Huguettes Weg führte sie auch nach Palm Springs, wo sie ein weiteres Restaurant eröffnete. Dort traf sie zufällig den Soldaten wieder, der ihr einst den Ring überreicht hatte. Nach der Schließung des Lou Calen im Jahr 1999 blieb das Anwesen über 20 Jahre lang verlassen – bis der kanadische Unternehmer Graham Porter es 2015 erwarb.
Porter ließ das Gelände umfangreich sanieren und zu einem ganzjährigen Reiseziel ausbauen. Hinzugekommen sind ein Kunstzentrum, eine Bar, ein mit einem Michelin Grünen Stern ausgezeichnetes Restaurant sowie neue Gästezimmer. Die Wiedereröffnung hat eine neue Welle von Besuchern angelockt – mit Amerikanern als größter Gruppe. Unterdessen lebt Huguettes Erbe weiter: Kürzlich veröffentlichte sie ein Kochbuch mit provenzalischen Rezepten und persönlichen Erinnerungen.

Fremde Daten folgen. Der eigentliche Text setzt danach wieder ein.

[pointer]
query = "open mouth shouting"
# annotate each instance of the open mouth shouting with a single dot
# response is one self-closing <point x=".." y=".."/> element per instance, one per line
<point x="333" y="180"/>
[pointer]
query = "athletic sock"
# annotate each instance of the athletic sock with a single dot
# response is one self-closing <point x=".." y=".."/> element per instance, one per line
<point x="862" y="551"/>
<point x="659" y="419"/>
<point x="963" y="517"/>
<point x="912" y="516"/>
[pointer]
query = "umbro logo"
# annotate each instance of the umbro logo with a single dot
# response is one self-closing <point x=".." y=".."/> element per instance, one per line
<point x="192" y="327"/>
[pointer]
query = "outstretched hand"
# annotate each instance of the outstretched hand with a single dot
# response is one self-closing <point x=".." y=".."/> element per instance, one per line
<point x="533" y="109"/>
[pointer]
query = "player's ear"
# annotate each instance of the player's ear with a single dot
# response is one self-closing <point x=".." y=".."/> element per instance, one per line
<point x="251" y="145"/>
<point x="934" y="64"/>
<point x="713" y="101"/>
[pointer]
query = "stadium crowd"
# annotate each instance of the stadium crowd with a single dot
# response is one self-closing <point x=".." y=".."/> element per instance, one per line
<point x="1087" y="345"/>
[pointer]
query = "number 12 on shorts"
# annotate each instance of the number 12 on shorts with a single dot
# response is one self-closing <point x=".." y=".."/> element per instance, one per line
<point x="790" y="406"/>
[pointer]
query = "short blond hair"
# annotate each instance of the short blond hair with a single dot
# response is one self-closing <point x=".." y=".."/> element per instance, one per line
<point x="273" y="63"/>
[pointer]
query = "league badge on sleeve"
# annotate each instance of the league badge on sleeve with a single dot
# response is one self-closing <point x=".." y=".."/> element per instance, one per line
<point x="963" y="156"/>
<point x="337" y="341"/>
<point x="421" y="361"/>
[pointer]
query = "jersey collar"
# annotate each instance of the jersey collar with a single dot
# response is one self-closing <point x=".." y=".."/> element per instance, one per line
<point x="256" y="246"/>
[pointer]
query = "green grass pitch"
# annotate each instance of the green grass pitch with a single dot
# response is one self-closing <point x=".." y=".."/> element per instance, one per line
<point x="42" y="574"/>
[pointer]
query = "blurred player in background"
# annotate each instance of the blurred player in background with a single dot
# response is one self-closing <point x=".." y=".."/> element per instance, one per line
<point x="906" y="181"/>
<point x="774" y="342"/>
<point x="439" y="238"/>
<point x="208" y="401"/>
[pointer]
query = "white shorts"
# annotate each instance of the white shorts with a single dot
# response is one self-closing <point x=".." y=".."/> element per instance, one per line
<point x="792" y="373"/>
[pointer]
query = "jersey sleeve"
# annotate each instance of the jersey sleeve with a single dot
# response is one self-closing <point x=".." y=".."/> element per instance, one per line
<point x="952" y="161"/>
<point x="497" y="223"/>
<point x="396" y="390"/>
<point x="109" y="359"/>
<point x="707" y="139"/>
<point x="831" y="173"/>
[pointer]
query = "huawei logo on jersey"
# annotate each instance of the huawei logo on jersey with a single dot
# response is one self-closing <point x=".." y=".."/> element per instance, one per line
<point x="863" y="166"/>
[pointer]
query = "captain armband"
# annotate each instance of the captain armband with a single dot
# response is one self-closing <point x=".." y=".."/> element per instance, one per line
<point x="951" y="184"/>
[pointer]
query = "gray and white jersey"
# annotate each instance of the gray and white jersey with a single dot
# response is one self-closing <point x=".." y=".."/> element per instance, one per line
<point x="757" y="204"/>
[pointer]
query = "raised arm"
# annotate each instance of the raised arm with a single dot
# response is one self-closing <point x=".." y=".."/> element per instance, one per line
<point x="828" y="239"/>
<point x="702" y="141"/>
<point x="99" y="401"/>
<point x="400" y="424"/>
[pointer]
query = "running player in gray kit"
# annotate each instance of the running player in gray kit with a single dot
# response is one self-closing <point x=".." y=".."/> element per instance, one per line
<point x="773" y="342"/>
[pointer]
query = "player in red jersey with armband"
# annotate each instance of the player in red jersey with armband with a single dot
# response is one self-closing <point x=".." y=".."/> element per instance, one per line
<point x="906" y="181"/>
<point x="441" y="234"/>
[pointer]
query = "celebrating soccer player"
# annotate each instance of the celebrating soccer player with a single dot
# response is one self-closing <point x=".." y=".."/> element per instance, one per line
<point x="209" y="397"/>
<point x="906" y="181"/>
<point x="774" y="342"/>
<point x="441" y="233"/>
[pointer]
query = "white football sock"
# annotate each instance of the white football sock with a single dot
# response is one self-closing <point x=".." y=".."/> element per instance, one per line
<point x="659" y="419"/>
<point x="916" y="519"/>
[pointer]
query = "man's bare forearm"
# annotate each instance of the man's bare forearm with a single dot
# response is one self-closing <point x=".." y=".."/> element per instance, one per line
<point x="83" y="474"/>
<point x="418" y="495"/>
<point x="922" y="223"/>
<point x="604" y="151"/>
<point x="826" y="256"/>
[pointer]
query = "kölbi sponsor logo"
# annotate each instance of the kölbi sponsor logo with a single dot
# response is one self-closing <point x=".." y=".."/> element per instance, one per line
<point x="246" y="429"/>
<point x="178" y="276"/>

Aus einem lange vergessenen Hotel ist der Lou Calen heute ein blühendes Kulturzentrum geworden. Seine Geschichte, geprägt von Huguettes Kriegsvergangenheit und ihren Verbindungen zur Kunstszene, zieht weiterhin weltweite Aufmerksamkeit auf sich. Das Anwesen ist nun gleichermaßen ein Luxusrefugium wie eine Hommage an seine bewegte Vergangenheit.